Mayor Willie Weatherford said he could appreciate there was “an ongoing fear” that staff could approve such a sign and it could be put in place without nearby residents having their concerns addressed.

Hernandez referenced problems that residents of El Rancho Mobile Home Park along Highway 99 north of Yosemite Avenue had when the Spreckels Park message board sign went in. They complained about the brightness disturbing them in their homes making it hard to sleep even with curtains drawn. The $1 million sign was removed after several years due to the inability to secure adequate advertising.

The city staff has received several inquiries about applying for electronic signs which promoted the proposal to update provisions addressing regional recreation/hospitality centers in regards to signage along Highway 120 and Highway 99. More specifically it zeroes in on electronic display signs that could be used by businesses such as water parks, outlet malls, conference facilities, and horse-racing tracks, professional sports team complexes, gaming casinos, or large formal retail centers.

There are only a few places such signs could go in Manteca including south of the Highway 120 Bypass between Union Road and a point east of Main Street, the southern quadrants of the 120 Bypass and Airport Way interchange, along the 120 Bypass near the future McKinley Avenue interchange, the southwest corner of the Highway 99 and 120 Bypass interchange, the area that is now vacant between Highway 99 and the Northgate Drive/Main Street intersection, as well as on the northwest corner of the Lathrop  Road and Highway 99 interchange.

Community Development Director Fredric Clark said the signs illumination and message rotation would have to comply with Caltrans safety standards as well. Caltrans bans message changes more frequent than every 10 seconds.
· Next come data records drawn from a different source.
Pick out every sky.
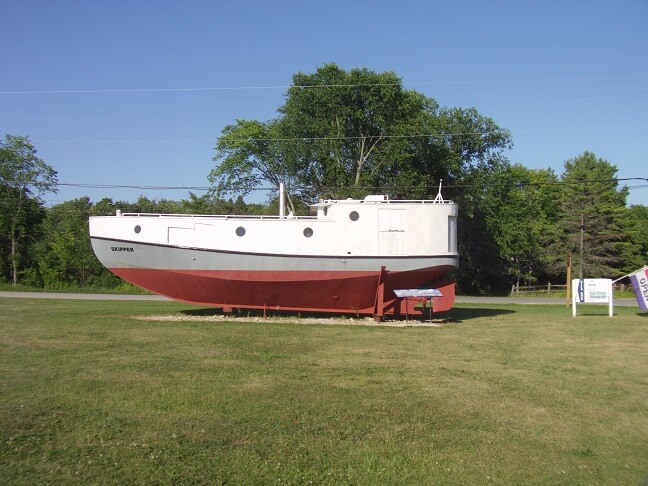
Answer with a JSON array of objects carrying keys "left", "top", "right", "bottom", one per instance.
[{"left": 0, "top": 0, "right": 648, "bottom": 205}]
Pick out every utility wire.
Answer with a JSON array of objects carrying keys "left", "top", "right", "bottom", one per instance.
[{"left": 0, "top": 74, "right": 648, "bottom": 95}]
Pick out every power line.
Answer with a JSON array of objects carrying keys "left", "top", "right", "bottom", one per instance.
[
  {"left": 0, "top": 74, "right": 648, "bottom": 95},
  {"left": 49, "top": 177, "right": 648, "bottom": 191}
]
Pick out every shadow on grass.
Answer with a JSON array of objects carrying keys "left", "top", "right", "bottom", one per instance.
[
  {"left": 180, "top": 307, "right": 512, "bottom": 323},
  {"left": 438, "top": 307, "right": 515, "bottom": 322}
]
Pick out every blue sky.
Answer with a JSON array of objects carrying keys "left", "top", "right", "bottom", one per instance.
[{"left": 0, "top": 0, "right": 648, "bottom": 205}]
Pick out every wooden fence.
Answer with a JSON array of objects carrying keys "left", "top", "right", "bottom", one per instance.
[{"left": 511, "top": 282, "right": 632, "bottom": 297}]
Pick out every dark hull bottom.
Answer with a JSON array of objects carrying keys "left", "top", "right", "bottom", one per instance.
[{"left": 110, "top": 268, "right": 454, "bottom": 317}]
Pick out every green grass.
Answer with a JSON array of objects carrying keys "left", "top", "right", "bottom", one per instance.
[{"left": 0, "top": 299, "right": 648, "bottom": 485}]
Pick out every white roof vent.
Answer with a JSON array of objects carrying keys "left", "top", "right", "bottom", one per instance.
[{"left": 365, "top": 194, "right": 389, "bottom": 202}]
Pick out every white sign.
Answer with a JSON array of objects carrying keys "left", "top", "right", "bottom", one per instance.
[{"left": 572, "top": 278, "right": 614, "bottom": 317}]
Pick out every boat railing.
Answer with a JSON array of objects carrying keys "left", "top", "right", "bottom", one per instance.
[{"left": 118, "top": 213, "right": 317, "bottom": 220}]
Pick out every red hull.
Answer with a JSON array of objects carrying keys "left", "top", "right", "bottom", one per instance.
[{"left": 110, "top": 268, "right": 454, "bottom": 318}]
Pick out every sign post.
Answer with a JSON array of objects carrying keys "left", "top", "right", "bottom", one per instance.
[{"left": 572, "top": 278, "right": 614, "bottom": 317}]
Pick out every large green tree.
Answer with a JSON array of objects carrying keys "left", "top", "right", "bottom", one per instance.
[
  {"left": 38, "top": 197, "right": 112, "bottom": 288},
  {"left": 0, "top": 134, "right": 57, "bottom": 285},
  {"left": 547, "top": 152, "right": 639, "bottom": 278},
  {"left": 209, "top": 64, "right": 510, "bottom": 207}
]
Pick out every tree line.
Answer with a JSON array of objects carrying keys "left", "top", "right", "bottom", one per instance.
[{"left": 0, "top": 64, "right": 648, "bottom": 294}]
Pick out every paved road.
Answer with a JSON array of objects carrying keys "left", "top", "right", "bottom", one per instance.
[{"left": 0, "top": 291, "right": 637, "bottom": 306}]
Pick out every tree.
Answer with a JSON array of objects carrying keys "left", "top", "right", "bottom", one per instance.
[
  {"left": 210, "top": 64, "right": 510, "bottom": 208},
  {"left": 548, "top": 151, "right": 639, "bottom": 277},
  {"left": 0, "top": 134, "right": 57, "bottom": 285},
  {"left": 39, "top": 197, "right": 110, "bottom": 288}
]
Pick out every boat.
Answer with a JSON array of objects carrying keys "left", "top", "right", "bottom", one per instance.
[{"left": 89, "top": 189, "right": 459, "bottom": 321}]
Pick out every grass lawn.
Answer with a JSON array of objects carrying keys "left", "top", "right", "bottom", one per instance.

Some of the rules that staff proposed for such signs include:

•They couldn’t exceed a height or a sign area that would be a nuisance to neighboring properties or motorists.

•They must be constructed of quality materials and of similar design and architecture as the regional recreation/hospitality center it is advertising.
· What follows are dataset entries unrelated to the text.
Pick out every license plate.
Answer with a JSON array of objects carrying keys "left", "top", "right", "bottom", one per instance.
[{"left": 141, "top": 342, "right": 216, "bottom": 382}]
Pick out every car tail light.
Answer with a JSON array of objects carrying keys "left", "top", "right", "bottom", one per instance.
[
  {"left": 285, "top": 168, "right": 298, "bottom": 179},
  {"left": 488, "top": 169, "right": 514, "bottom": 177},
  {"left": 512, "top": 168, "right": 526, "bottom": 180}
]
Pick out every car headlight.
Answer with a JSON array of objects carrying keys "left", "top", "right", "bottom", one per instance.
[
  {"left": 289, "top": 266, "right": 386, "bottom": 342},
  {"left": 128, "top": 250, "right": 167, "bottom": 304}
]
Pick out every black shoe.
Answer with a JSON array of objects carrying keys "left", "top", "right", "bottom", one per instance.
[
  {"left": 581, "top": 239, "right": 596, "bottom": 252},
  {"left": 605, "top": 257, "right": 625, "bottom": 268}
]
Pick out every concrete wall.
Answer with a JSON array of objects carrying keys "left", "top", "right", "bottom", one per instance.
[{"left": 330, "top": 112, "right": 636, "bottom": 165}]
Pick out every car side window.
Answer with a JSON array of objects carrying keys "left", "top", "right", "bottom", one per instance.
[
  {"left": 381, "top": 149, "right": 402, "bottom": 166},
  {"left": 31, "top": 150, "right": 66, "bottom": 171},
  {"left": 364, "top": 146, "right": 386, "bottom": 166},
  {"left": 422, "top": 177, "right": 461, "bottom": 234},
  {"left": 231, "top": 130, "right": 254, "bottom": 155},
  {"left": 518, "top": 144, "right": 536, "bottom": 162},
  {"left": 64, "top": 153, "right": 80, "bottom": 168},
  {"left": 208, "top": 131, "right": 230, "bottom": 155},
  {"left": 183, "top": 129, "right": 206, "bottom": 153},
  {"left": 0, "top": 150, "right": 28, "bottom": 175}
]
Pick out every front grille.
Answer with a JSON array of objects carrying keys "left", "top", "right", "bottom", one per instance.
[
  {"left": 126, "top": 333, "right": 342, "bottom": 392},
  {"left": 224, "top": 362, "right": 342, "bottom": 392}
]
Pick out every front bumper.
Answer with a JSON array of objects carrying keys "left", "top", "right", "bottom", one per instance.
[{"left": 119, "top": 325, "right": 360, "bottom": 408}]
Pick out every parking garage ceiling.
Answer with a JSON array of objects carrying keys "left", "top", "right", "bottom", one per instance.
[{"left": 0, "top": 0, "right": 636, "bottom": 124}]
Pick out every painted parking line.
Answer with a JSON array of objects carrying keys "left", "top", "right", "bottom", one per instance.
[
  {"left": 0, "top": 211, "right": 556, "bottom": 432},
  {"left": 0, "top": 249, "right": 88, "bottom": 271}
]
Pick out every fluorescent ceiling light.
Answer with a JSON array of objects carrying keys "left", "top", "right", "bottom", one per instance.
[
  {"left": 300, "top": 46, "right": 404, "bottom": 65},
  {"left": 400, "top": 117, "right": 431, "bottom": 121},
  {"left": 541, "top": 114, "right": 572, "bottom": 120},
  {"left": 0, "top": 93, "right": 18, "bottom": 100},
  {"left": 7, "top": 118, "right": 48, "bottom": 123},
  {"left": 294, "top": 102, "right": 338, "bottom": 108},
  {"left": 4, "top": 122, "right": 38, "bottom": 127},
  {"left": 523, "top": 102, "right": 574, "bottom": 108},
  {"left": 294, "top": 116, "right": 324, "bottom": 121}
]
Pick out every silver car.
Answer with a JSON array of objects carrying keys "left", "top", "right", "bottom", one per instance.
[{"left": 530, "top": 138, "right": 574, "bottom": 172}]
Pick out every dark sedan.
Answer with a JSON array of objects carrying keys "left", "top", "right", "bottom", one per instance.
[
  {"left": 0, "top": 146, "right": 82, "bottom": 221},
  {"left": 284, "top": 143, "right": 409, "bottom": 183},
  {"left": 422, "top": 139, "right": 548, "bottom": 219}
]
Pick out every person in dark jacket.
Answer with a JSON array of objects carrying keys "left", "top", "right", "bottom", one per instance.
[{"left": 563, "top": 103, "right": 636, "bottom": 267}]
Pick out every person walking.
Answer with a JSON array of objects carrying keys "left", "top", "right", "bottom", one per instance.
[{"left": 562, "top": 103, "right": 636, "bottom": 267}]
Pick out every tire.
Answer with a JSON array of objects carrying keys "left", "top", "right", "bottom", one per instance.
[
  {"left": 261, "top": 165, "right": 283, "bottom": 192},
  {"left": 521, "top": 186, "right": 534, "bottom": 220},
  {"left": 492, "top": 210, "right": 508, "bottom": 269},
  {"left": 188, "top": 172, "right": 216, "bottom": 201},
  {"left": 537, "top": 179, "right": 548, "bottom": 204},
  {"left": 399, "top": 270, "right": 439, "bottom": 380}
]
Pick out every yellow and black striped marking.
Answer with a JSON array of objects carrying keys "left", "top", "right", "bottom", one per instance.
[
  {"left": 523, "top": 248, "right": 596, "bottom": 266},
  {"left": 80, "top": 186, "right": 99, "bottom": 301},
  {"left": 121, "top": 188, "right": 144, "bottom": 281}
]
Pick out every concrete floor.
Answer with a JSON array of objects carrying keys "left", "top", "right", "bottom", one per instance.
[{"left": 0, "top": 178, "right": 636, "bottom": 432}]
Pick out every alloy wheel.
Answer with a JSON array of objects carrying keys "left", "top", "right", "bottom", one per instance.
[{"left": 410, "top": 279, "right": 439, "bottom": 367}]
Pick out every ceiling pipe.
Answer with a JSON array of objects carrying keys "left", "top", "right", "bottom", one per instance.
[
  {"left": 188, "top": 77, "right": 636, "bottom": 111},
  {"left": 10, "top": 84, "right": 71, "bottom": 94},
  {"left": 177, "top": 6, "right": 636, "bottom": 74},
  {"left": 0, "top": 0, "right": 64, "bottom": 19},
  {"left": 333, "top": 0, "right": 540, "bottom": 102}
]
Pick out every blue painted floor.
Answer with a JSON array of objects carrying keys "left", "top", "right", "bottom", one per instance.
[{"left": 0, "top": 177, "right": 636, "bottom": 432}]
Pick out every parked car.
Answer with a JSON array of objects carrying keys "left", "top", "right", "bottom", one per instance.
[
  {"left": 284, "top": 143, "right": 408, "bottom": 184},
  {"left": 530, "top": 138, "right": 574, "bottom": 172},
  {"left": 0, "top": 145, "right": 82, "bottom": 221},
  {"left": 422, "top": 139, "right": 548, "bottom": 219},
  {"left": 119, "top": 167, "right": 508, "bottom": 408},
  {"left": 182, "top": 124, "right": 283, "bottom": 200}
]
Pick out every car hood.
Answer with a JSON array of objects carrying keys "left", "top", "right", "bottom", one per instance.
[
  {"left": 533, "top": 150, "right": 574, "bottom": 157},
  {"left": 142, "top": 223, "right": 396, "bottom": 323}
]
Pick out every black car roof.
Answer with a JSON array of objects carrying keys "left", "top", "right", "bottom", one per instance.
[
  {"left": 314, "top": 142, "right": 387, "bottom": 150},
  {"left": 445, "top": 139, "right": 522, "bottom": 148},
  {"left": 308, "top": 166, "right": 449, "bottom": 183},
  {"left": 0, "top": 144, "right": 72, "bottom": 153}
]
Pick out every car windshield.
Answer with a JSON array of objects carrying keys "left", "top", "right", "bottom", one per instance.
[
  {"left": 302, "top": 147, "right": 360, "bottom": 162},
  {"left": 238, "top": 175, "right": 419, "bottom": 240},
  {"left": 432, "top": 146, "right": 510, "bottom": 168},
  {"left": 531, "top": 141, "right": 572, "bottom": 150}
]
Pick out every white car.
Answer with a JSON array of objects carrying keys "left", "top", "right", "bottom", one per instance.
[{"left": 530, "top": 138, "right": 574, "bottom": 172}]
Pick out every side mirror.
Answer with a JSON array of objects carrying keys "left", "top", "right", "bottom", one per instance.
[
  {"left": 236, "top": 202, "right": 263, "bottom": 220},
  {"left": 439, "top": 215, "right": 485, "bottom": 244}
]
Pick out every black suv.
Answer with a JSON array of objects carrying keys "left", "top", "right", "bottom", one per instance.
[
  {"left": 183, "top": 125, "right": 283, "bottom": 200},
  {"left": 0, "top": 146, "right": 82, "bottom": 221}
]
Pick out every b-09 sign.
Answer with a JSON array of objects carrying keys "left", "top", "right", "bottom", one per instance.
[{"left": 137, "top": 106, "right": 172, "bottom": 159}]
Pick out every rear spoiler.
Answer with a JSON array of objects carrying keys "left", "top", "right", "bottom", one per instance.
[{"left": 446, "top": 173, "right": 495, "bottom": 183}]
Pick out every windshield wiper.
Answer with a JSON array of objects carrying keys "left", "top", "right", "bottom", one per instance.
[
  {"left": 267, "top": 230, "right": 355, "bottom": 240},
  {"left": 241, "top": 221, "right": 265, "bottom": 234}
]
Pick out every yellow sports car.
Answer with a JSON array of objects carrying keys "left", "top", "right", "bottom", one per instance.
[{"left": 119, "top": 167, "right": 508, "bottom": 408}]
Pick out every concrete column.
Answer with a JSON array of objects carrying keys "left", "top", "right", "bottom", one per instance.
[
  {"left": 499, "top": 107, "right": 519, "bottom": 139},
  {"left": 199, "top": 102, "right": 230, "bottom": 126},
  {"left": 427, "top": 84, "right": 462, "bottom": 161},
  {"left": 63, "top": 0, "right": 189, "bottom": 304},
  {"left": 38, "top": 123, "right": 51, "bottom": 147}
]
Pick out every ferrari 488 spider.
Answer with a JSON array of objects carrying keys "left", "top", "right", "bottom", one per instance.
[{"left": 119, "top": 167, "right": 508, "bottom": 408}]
•The hours of operation and illumination as well as changing images on the electronic display will not create a nuisance to surrounding uses, the vicinity, or traffic.

•The sign shall aid in the generation of sales tax revenue and/or promote the City of Manteca in a positive manner.

•The sign will be maintained in such a manner that the screen is fully functioning at all times. If the screen does develop areas with no or improper illumination that affect the overall quality of the images, the screen shall be turned off until necessary repairs have been made. The city’s Community Development Director has the authority to make such a determination.

LaRock and others felt that the rules needed to be more specific.